Each new integer codes to a specific change, 0 simply means no change. I don't mind that cells become NA if NA only exists in one raster layer, this is fine. What i do want to do is to examine the 0 values more closely so if the original value in r is 1 and the recent value in r1 is also 1, i want to know this in the resulting r2 – ie quanitfy and analyse the 'no change' cells. Same for r=2 & r1=2, r=4 & r1=4 etc – not just all as 0s but as a collection of new, unused codes to represent what cells stayed the same (and how they stayed the same) from one year to the next.

Basically, i extracted the position of the cells from r2 that equal 0 as a spatial points data frame;

pts <-rasterToPoints(r2,fun=function(x){x==0},spatial=T)
plot(pts)

then i replaced the cells in r2 that equal 0 with values from r (or r1, doesnt matter as they are the same value) using the locations derived above;

r2[r2==0] <- (extract(r,pts))/10
plot(r2)
freq(r2,digits=2)

dividing the replacement values by 10 ensures they do not fall into the same 'bin' as any other mapped code change.

I am sure there is a quicker way? i thought i'd be able to create a raster stack from r and r1, creating an r2, then use some sort of 'where' or 'ifelse' function to perform the calculations above, however everything i do either results in errors or neglect of NA values to make the functions work.
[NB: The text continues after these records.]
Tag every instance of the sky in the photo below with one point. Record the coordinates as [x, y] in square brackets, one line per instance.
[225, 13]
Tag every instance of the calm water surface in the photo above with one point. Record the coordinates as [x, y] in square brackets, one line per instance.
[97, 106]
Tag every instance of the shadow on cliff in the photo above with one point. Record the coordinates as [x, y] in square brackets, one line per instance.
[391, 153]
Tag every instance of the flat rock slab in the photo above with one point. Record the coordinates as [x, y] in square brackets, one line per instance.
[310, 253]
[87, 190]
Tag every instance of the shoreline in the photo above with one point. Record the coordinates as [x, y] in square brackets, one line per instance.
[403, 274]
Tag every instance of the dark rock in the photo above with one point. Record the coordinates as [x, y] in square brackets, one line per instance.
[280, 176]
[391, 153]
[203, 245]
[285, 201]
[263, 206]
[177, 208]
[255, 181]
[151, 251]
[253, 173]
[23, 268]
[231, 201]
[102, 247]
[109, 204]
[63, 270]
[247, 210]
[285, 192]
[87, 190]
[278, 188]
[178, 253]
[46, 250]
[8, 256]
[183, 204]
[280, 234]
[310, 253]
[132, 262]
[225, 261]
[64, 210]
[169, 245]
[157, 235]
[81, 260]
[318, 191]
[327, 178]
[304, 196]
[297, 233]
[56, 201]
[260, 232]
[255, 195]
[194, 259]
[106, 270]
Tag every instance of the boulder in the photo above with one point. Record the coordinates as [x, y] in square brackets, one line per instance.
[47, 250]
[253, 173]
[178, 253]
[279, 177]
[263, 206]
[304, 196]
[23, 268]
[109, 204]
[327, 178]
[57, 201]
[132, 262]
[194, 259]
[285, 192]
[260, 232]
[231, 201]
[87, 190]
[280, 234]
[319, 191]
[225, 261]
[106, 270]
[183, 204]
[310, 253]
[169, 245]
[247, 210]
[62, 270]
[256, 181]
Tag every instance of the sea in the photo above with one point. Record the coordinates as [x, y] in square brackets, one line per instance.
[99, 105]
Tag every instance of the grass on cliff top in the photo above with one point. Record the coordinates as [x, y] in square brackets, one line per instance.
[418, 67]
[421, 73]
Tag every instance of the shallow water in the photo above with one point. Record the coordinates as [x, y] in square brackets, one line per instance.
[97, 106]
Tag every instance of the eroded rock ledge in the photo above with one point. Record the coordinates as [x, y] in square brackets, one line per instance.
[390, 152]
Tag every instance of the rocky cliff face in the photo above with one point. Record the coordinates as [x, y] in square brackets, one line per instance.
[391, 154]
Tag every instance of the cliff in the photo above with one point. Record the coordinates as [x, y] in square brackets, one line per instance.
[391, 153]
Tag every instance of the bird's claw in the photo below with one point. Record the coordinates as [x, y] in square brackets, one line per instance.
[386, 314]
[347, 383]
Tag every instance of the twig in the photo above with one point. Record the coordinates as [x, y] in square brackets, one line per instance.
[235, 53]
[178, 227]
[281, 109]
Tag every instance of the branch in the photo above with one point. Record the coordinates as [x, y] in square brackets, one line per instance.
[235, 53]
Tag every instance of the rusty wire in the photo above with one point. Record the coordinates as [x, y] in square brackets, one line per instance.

Or S4/integer errors.

I'm still not sure this will work on a big sample yet, and my final datasets are very massive.

Best Answer

What you want is a conditional calculation: return the value of r whenever r and r1 are equal and otherwise set the output to NA.

The cell-by-cell arithmetic operations seem to be fastest. (They are much faster than, say, using mask or the reclassification functions.) Since they do not appear to offer an actual conditional operator, use two time-honored tricks:

  1. Treat logicals as numbers. FALSE is 0 and TRUE is 1 in arithmetic operations.

  2. Create NA values (or, almost as effectively, infinite values) using invalid arithmetic operations.

One solution is

r3 <- r == r1
r3 <- r3 * r * (1/r3)

It works because when r and r1 are equal, both r3 and 1/r3 equal 1 and the multiplications change nothing: they return the value of r. When r and r1 are not equal, 1/r3 is undefined, producing an infinite result. As a result, freq tabulates only the cell values where r and r1 agree.

On my machine this calculation takes about one second for rasters with 10,000,000 cells. (It's about ten times as long as the simple comparison r - r1.) It will scale in direct proportion to the number of cells until disk paging is invoked, at which point you will be at the mercy of your storage throughput.

(If you can fit all data into RAM, it's even faster to use R's built-in operations on the array of data and then convert it back to a raster object.)